Prove or disprove: if $x$ and $y$ are real numbers with $y\ge 0$ and $y(y+1)\le (x+1)^2$, then $y(y-1)\le x^2$.
How should I approach this proof? The solution starts with assuming $y\ge 0$ and $y\le 1$, but I'm not sure how to arrive at that second assumption or go from there. Thank you in advance!
Draw a diagram. For $y\ge0$, the curve $$y(y+1)=(x+1)^2$$ is the upper half of a hyperbola with turning point at $(-1,0)$. One of the asymptotes of this hyperbola is $y=x+\frac{1}{2}$. The inequality $$y(y+1)\le (x+1)^2$$ defines the region below this hyperbola. The hyperbola $$y(y-1)=x^2$$ has turning point $(0,1)$ and is congruent to the first hyperbola; one of its asymptotes is also $y=x+\frac{1}{2}$; the second hyperbola is shifted upwards along the direction of this asymptote.

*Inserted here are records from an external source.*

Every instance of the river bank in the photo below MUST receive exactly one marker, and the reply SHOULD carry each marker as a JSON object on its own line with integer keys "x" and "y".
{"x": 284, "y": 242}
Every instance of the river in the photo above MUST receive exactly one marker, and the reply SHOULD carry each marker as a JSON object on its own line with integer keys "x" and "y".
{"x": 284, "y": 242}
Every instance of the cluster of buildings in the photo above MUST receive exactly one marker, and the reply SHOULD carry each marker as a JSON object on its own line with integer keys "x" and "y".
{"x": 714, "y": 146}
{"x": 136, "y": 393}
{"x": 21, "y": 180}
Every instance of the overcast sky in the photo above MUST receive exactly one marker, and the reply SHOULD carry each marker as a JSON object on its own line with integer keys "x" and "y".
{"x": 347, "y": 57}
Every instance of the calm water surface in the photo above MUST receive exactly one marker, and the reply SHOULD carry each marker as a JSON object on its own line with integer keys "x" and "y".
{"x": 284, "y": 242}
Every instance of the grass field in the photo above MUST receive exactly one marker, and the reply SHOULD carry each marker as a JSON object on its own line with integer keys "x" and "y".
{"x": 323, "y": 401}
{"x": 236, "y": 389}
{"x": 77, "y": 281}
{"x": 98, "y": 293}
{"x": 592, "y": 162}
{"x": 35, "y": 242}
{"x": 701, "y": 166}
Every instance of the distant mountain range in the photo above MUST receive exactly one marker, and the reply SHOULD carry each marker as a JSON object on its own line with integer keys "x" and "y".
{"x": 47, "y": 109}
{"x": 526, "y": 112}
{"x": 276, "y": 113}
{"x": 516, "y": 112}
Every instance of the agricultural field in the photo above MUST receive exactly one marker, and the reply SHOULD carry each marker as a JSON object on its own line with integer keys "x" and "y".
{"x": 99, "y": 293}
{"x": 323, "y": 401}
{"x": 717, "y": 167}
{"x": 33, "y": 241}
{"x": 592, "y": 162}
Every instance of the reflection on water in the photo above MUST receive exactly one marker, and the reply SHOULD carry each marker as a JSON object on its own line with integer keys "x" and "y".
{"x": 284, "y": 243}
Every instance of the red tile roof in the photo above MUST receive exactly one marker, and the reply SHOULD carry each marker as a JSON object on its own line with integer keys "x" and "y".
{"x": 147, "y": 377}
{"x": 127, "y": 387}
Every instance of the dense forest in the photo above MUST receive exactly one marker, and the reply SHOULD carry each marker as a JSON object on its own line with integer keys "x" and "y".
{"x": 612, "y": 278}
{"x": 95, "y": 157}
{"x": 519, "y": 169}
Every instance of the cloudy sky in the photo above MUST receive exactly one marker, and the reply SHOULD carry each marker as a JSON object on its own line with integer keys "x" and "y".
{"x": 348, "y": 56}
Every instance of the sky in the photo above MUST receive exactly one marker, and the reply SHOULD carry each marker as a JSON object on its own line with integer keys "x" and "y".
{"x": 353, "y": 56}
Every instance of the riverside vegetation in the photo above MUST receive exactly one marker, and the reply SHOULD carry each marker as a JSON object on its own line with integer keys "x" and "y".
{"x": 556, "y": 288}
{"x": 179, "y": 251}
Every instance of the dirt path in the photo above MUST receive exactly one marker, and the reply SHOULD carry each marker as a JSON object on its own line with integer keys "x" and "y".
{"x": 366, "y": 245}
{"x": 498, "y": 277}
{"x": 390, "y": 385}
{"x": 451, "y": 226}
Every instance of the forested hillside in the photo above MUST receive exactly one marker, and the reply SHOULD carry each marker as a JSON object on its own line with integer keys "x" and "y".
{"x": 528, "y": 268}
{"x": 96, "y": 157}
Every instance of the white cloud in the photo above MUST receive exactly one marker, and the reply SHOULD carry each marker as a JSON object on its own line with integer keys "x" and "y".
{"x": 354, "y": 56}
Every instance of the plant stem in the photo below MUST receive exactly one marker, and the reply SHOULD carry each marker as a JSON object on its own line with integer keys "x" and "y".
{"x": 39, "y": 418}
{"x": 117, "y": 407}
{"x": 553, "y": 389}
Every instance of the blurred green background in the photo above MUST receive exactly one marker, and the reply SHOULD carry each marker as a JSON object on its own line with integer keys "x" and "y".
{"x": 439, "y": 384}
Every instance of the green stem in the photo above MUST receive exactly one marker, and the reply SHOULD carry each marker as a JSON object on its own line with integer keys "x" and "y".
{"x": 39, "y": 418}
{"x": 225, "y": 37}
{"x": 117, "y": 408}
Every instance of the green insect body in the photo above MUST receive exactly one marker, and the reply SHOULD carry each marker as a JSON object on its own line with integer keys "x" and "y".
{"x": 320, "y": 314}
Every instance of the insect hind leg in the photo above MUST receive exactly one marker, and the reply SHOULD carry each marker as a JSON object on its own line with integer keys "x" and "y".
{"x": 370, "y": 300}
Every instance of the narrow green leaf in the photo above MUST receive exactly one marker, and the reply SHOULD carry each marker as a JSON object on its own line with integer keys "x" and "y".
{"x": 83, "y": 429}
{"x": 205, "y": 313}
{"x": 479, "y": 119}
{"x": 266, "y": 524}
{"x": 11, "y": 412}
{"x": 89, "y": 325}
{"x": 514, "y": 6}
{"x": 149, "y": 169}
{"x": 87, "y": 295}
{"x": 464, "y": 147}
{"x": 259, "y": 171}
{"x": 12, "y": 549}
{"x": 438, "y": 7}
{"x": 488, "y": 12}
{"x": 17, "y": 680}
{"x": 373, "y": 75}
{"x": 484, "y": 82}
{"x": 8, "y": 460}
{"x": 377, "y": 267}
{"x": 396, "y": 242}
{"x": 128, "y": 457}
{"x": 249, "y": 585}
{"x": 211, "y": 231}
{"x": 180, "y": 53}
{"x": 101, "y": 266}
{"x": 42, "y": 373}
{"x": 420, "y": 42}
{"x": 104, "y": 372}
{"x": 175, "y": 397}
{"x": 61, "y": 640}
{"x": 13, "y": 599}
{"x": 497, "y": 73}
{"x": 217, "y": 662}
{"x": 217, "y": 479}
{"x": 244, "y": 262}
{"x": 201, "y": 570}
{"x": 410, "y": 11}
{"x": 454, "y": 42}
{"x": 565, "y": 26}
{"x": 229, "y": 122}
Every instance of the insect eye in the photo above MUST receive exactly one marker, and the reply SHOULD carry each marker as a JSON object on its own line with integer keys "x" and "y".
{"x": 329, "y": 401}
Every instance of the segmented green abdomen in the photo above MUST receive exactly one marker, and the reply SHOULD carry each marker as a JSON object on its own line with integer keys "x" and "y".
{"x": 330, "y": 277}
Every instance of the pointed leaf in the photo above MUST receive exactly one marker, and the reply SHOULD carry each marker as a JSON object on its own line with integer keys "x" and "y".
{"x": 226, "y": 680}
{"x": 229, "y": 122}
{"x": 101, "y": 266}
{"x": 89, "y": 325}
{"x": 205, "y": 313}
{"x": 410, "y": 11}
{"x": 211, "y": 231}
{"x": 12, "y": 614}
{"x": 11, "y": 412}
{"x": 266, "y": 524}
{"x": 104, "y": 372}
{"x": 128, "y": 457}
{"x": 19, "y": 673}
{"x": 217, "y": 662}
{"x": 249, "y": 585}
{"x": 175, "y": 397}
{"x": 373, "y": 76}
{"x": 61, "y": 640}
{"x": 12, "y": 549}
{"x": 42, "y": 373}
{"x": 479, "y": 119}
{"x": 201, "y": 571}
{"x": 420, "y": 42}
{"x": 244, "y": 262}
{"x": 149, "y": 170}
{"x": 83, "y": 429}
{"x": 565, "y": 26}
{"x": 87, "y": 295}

From a diagram it is therefore clear that the region lying below the first hyperbola also lies below the second. Therefore, if the first inequality is true (and $y\ge0$) then so is the second.
If $0 \le y \le 1$ the statement is trivially true, because $y(y-1) \le 0 \le x^2$. So now you need to see what happens when $y > 1$.